Data Lake Formation (StarRocks 3.1 and later)

CREATE EXTERNAL CATALOG paimon_by_dlf
PROPERTIES (
  "type" = "paimon",
  "paimon.catalog.type" = "dlf",
  "paimon.catalog.warehouse" = "oss://bucket-hz/paimon_warehouse/",
  "aliyun.oss.endpoint" = "EndPoint",
  "dlf.catalog.id"="123456"
);
Note

If you use dlf as the metadata service when you configure a Paimon external catalog, take note of the following items:

  • The paimon.catalog.warehouse parameter is a property in the Paimon data lake framework. The parameter specifies the root path of a data warehouse.

  • You can replace EndPoint in the sample code based on the OSS endpoints of different regions. For more information, see Regions and endpoints. The sample value is oss-cn-hangzhou-internal.aliyuncs.com.

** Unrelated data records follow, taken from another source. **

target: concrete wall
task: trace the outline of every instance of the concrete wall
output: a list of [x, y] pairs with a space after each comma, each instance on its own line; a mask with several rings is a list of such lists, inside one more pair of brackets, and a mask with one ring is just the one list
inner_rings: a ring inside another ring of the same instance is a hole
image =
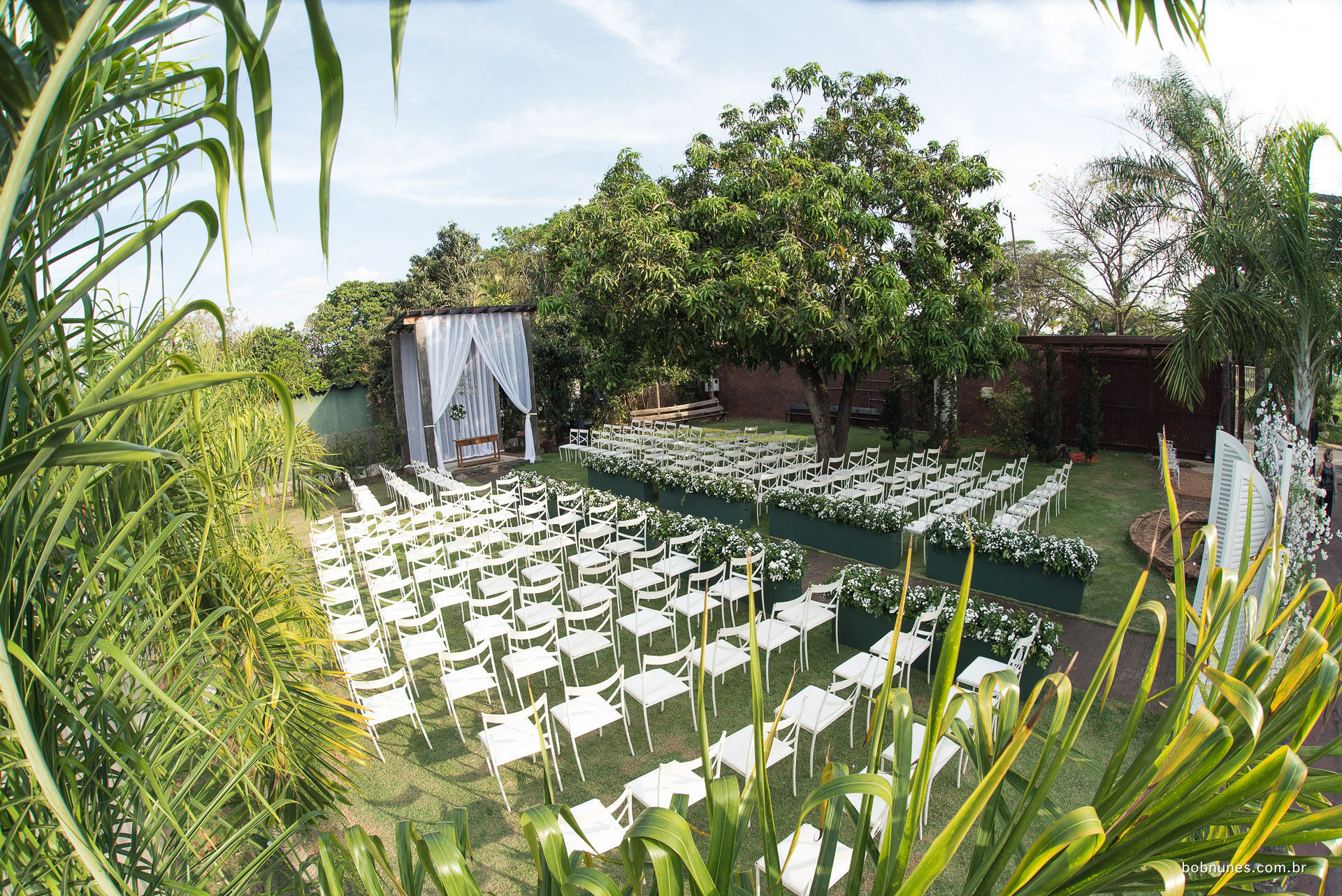
[[294, 413], [299, 423], [306, 423], [322, 439], [373, 425], [366, 386], [330, 389], [319, 396], [295, 398]]

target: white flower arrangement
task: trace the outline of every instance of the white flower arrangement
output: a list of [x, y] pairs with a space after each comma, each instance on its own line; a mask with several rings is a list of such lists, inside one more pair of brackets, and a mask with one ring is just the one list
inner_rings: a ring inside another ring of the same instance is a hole
[[[839, 581], [840, 574], [844, 577], [843, 589], [839, 592], [840, 604], [875, 616], [894, 616], [899, 612], [899, 598], [905, 585], [902, 577], [878, 566], [854, 563], [836, 570], [829, 581]], [[910, 583], [905, 596], [905, 618], [913, 620], [923, 610], [941, 606], [937, 628], [945, 630], [956, 614], [957, 600], [956, 589]], [[1039, 634], [1035, 636], [1027, 661], [1047, 669], [1053, 661], [1053, 655], [1068, 648], [1063, 644], [1063, 626], [1036, 613], [1009, 609], [970, 593], [965, 605], [962, 637], [984, 641], [993, 653], [1007, 657], [1011, 656], [1016, 641], [1028, 636], [1036, 625]]]
[[1099, 554], [1079, 538], [1040, 535], [962, 516], [942, 516], [927, 528], [927, 545], [931, 547], [968, 551], [970, 541], [978, 557], [1000, 563], [1040, 565], [1049, 573], [1071, 575], [1087, 583], [1099, 565]]
[[831, 498], [800, 488], [770, 488], [764, 499], [770, 507], [876, 533], [898, 533], [910, 519], [906, 510], [894, 504], [872, 504], [858, 498]]
[[577, 483], [553, 479], [541, 473], [517, 471], [513, 476], [523, 487], [530, 488], [544, 484], [548, 498], [581, 492], [584, 508], [603, 507], [615, 500], [617, 503], [616, 514], [619, 519], [633, 519], [639, 514], [647, 514], [648, 534], [654, 538], [664, 539], [675, 535], [688, 535], [703, 528], [703, 539], [699, 542], [699, 555], [695, 558], [701, 563], [715, 566], [731, 557], [745, 557], [746, 551], [750, 551], [753, 557], [764, 557], [764, 577], [770, 582], [794, 582], [807, 573], [805, 550], [796, 542], [781, 538], [765, 538], [752, 530], [738, 528], [713, 519], [666, 511], [636, 498], [612, 495], [599, 488], [584, 488]]

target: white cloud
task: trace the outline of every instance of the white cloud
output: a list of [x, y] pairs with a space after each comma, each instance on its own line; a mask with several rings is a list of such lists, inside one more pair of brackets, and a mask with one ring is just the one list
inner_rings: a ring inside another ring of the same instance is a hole
[[564, 0], [564, 5], [628, 43], [640, 59], [674, 72], [684, 71], [679, 35], [650, 27], [632, 0]]

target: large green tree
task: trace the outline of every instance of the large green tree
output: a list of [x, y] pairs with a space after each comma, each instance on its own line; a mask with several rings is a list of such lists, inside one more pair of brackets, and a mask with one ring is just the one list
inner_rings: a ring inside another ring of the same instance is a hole
[[552, 236], [564, 307], [603, 369], [792, 366], [827, 456], [883, 366], [930, 368], [942, 396], [1000, 373], [1016, 351], [989, 292], [1001, 228], [970, 203], [998, 174], [954, 144], [911, 148], [922, 117], [903, 83], [792, 68], [765, 103], [722, 114], [721, 144], [695, 137], [674, 178], [623, 153]]
[[307, 315], [303, 334], [325, 376], [337, 389], [368, 384], [373, 343], [382, 338], [395, 287], [372, 280], [346, 280], [326, 294]]

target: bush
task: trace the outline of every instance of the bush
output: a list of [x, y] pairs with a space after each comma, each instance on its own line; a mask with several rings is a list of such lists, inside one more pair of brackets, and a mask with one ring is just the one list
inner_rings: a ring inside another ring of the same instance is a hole
[[1012, 380], [1005, 389], [984, 397], [988, 402], [988, 436], [992, 447], [1008, 455], [1029, 451], [1031, 392], [1020, 380]]
[[352, 476], [364, 467], [392, 460], [395, 451], [396, 447], [376, 428], [338, 432], [326, 437], [326, 463], [345, 469]]

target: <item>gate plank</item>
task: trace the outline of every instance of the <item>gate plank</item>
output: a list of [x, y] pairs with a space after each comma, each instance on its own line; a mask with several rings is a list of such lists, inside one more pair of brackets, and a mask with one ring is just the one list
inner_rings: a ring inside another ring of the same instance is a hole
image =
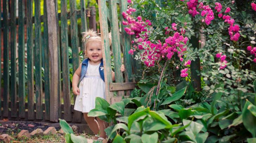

  • You can replace the value of the dlf.catalog.id parameter in the sample code with the value of the same parameter in the hive-site.xml configuration file of your Hive data source.

Unified Catalog

Hive (StarRocks 3.2 and later)

CREATE EXTERNAL CATALOG unified_by_dlf
PROPERTIES (
  "type" = "unified",
  "unified.metastore.type" = "hive",
  "hive.metastore.uris" = "thrift://192.xxx.xxx.xxx:9083"
);
Note

If you use Hive as the metadata service when you configure a unified external catalog, replace the value of the hive.metastore.uris parameter in the sample code with the value of the same parameter in the hive-site.xml configuration file of your Hive data source.